As the focus of the outbreak shifts from east to west, the same issues above have become more acute for companies sourcing highly specialized goods and services in key markets such as Germany, northern Italy and the United States. In the coming months, there may even be challenges in securing supplies of certain categories of commodities if the focus of the outbreak shifts to emerging markets again.

The risk of global supplier bankruptcy is also growing, said attorney Debra A. Dandeneau, chair of Baker McKenzie’s Global Restructuring and Insolvency practice in New York.

Attorney Dandeneau commented that some companies may need to support their suppliers at least in the short term, and it is crucial to understand the root causes of the difficulties facing suppliers. Other suppliers may begin or prepare to begin some kind of formal reorganization or bankruptcy process, which could create additional business delays for the company. Knowing how the law works in the various jurisdictions that may be involved will help companies develop strategies to deal with the situation in advance.

long-term transformation

The report highlights that supply chain risk management has jumped to the top of many companies’ agendas due to the current supply chain crisis, and is likely to remain high even after the immediate threat of the novel coronavirus begins to recede.

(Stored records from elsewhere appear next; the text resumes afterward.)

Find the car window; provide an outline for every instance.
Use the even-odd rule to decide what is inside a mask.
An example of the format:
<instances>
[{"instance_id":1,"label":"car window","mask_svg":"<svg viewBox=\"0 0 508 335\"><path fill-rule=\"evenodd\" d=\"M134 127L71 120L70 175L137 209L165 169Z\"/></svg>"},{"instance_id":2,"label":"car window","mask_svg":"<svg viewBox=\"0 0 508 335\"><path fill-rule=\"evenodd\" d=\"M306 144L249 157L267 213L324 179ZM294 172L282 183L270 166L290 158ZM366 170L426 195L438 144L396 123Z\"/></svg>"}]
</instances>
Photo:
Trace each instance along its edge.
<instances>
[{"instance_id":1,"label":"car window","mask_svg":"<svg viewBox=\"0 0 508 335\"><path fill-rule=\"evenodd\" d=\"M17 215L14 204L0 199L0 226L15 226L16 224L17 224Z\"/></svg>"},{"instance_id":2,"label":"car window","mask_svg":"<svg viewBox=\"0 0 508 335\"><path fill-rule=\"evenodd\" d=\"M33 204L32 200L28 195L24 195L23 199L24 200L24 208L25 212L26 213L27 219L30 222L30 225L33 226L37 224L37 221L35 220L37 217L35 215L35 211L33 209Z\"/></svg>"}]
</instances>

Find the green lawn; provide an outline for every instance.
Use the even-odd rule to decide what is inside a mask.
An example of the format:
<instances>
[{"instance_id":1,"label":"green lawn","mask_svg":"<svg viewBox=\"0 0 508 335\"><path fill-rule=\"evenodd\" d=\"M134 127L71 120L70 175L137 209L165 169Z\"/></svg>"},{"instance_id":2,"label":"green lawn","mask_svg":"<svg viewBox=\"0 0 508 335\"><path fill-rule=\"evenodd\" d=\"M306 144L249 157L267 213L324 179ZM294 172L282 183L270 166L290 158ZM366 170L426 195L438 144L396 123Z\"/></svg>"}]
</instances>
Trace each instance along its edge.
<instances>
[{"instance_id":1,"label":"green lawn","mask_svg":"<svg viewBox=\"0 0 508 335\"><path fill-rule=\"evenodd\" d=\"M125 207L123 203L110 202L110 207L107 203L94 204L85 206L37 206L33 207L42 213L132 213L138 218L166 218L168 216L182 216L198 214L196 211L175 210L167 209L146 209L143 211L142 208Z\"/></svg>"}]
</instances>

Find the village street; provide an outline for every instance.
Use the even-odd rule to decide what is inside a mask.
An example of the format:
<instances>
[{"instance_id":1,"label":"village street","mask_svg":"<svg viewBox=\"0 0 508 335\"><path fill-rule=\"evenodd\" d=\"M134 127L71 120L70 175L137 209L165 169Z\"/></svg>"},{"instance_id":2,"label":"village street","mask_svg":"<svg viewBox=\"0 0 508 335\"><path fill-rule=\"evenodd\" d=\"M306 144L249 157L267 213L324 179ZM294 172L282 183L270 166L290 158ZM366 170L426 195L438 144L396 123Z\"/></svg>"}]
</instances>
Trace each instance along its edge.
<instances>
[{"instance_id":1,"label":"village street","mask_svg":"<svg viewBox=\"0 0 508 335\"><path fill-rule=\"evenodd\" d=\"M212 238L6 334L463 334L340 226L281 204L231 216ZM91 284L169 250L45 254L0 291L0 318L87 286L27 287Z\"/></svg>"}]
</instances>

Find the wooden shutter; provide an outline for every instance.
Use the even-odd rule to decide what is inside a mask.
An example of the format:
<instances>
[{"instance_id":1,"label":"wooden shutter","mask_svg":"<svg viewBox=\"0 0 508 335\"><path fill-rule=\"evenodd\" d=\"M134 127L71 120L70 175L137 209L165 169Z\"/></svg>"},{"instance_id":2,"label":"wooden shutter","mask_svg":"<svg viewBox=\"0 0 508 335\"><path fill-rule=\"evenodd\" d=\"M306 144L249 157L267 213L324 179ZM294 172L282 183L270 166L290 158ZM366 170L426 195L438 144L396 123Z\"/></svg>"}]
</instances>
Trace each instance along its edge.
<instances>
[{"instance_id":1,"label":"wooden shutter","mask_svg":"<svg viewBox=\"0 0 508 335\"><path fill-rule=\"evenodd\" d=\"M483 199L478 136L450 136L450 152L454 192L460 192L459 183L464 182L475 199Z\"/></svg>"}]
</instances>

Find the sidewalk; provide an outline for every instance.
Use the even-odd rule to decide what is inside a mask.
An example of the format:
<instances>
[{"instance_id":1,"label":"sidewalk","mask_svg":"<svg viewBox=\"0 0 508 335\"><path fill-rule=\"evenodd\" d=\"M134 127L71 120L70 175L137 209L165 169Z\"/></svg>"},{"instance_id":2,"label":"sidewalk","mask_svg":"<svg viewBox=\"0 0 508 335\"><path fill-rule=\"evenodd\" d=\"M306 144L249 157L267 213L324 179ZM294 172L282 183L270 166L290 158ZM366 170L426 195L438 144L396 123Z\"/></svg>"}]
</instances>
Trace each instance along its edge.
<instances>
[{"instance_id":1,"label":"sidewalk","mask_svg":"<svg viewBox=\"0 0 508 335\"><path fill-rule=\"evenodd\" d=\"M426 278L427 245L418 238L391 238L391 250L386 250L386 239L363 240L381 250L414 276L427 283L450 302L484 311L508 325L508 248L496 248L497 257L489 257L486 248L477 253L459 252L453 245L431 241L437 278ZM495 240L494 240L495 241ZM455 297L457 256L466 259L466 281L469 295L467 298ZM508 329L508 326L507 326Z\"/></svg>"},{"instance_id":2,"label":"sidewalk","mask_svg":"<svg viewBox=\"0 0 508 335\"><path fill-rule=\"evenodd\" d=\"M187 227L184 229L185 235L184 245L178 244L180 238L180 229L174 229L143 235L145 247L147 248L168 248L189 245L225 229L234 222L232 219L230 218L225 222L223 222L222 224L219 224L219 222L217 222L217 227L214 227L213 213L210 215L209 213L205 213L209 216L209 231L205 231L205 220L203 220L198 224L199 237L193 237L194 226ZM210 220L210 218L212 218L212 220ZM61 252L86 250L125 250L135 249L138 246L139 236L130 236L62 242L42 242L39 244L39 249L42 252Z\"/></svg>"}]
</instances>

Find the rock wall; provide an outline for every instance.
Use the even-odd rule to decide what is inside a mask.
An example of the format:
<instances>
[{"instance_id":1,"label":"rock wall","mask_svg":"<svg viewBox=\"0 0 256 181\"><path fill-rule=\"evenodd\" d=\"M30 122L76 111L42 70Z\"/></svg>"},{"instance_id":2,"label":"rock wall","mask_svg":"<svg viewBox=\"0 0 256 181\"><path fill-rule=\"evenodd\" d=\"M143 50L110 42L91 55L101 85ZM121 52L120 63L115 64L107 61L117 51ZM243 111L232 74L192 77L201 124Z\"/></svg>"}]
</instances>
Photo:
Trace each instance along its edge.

While this risk management process can be costly, it can often be mitigated by related decisions affecting product pricing (shifting demand balancing to less affected production lines, inventory purchasing, and management and redeployment of production processes across locations). offset against the resulting savings. Clearly, supply chain risk management activities have increased as a matter of urgency to mitigate some of the immediate effects of the coronavirus, such as a sharp drop in output in some areas.

In the long term, the digitization of supply chains will gradually become the way companies develop strategies for supply chain disruptions and gain business resilience. In this context, big data analytics can assist companies in streamlining the supplier selection process, and cloud computing is increasingly being used to facilitate and manage supplier relationships.

Anne Petterd, Partner, Technology, Communications and Commercial Practice in Baker McKenzie’s Sydney office, said: “Strengthening supply chain management and digital adoption has never been more important. Companies with well thought-out supply chain risk management processes are more likely to identify issues The impact of the incident on their supply chain and product availability provides companies with an opportunity to assess how best to respond in a difficult environment.”

road ahead

The report concludes that if companies want to take advantage of the various stimulus policies being rolled out around the world, they will need to remain nimble, agile and ready to respond to operational, labor and supply and demand constraints, as well as revisit strategic and tax planning, and rethink the post-pandemic era. business Model. This could mean building supply chains and accelerating digital transformation to do more to meet SDGs while building resilient businesses.

When it comes to what the new normal means, it is clear that companies can facilitate the formation of the new normal through robust planning and a more comprehensive risk management approach.